As I watch the Legislature go about its business, I am amazed at their priorities. In a poor state, with one of the worst business and economic climates in the nation, they choose to tackle issues like tanning beds, kayakers, selling the Blaine House, raising taxes and ending just one elected officer’s pension. Why should any elected official get a pension? Let’s end them all.
They disagree just to disagree. They just want to tell us how they think we should live. This is the gang that can’t shoot straight. In case they haven’t noticed, times are tough, for everybody. Why not take a good hard look at the states that are prospering, even in these bad times?
What do they know that we don’t? They don’t look like a group that wants to solve problems. As a matter of fact, they don’t look like a group that has any idea what the real problems are. They can’t legislate against stupidity, so cut it out and deal with the real issues. Like former President Bill Clinton’s campaign famously used the phrase, “It’s the economy, stupid.”
Let’s stop the petty nonsense and get after the real problems.
No need for more
Have readers heard about the bill in front of the Maine Legislature that would allow dental hygienists to administer anesthesia, pull teeth and prescribe medication? I couldn’t believe what I was hearing.
I did a little quick research. I don’t know about others, but my dentist is accepting new patients. I’m always seeing ads in the newspaper for dentists who are accepting new patients.
There seems to be some mixed messages about whether we’re in a dental shortage or not in the state of Maine. With a quick Google search, I found out that the majority of dental offices in Maine are accepting new patients.
In 2010 Maine voters approved a $5 million dental care bond. The University of New England dental school will open this coming fall. Wasn’t that our solution to the problem of not enough dentists? Why would we create another level of care when we’ve already spent money to train Maine dentists to practice here?
It seems to me that lawmakers are being asked to approve another, and very different, solution to a problem that we aren’t even sure we have. This doesn’t make sense to me. I hope Maine lawmakers have the good sense to say “no” to this proposal.
Fairer prices, better choices
Owners and employees deserve a health insurance market with fairer prices, better choices and greater certainty. Thanks to the Affordable Care Act, that market is coming.
Beginning in 2014, Maine small business owners will have access to a new health insurance marketplace — which opens for enrollment Oct. 1 — that will let them make side-by-side comparisons to find a plan that fits their budget and is right for their employees. Each marketplace will operate a Small Business Health Options Program, or SHOP, focused just on small businesses.

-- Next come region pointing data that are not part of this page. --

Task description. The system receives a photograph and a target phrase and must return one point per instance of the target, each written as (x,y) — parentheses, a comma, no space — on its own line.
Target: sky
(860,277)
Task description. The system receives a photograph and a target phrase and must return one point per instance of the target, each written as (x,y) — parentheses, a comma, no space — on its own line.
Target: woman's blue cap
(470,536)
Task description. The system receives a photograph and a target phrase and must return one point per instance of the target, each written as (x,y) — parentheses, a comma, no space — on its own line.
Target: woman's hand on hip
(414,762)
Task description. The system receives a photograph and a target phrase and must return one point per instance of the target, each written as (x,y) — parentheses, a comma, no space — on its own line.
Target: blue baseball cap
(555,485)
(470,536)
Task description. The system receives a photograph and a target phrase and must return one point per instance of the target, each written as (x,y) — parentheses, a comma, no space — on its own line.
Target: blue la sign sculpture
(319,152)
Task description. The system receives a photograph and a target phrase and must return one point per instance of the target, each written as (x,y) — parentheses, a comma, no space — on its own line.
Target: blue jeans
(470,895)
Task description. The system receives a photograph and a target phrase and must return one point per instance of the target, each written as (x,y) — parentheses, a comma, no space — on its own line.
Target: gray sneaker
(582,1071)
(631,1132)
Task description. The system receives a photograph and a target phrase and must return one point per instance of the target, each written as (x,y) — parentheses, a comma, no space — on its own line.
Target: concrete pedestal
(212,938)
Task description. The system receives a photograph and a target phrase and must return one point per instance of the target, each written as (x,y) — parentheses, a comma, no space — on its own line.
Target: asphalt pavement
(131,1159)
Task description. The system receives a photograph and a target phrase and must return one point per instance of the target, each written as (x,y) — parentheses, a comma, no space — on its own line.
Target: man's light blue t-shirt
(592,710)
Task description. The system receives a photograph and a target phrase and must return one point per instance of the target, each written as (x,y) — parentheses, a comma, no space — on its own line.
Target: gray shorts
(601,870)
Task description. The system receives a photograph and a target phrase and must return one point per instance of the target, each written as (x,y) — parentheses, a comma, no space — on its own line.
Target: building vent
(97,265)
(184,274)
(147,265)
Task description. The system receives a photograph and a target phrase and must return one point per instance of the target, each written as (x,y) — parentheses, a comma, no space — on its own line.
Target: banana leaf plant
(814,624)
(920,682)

Businesses with fewer than 50 employees – 96 percent of small businesses – are not required to purchase insurance. Of the remaining 4 percent of small businesses with more than 50 employees, most already provide insurance. The number of businesses that will have to offer employee health insurance or pay a penalty is very small.
Small businesses are seeing savings thanks to new tax credits available to help them cover their employees. Many small businesses with 25 or fewer employees have already received a tax credit of up to 35 percent of their health insurance costs. Beginning in 2014, the tax credit will go up to 50 percent. According to a 2009 Internal Revenue Services report, in Maine alone, there may be more than 25,900 small businesses eligible for tax credits.
Christie L. Hager, Regional Director, U.S. DHHS
Jeanne A. Hulit, Regional Administrator, U.S. Small Business Administration
Support land trusts
I appreciate that some residents of Montville have concerns about taxes and land ownership by land trusts. However, I feel it is our duty to preserve as much open land and public access to shared natural resources as possible. I support the work of Sheepscot Wellspring Land Alliance and other land trusts.
If we don’t protect lands from development and ensure public access now, we will limit hunting, fishing and other recreational opportunities for generations to come. Land protection is carried out in the public good. As taxpayers we have decided that erecting lighthouses, paying for public education and preserving open land for public use is a positive idea. It is difficult for small towns to meet budget needs, but we should be grateful we have open land to preserve.
Many land trusts also provide valuable outdoor education. SWLA partners with area schools to provide educational programming and sponsors educational events each year for free. In addition, open land does not add any tax burden on the school systems, and SWLA and other land trusts do make tax contributions to towns.
Land trusts’ careful planning helps maintain clean water and air and provides recreational opportunities, wildlife habitat, open space and forest products for our lives and economy. Land preservation supports all economies that rely on wildlands. Since much of our economy is based on tourism, preserving what makes Maine a vacation destination — mainly its unspoiled natural spaces — is essential to supporting and growing this facet of our economy.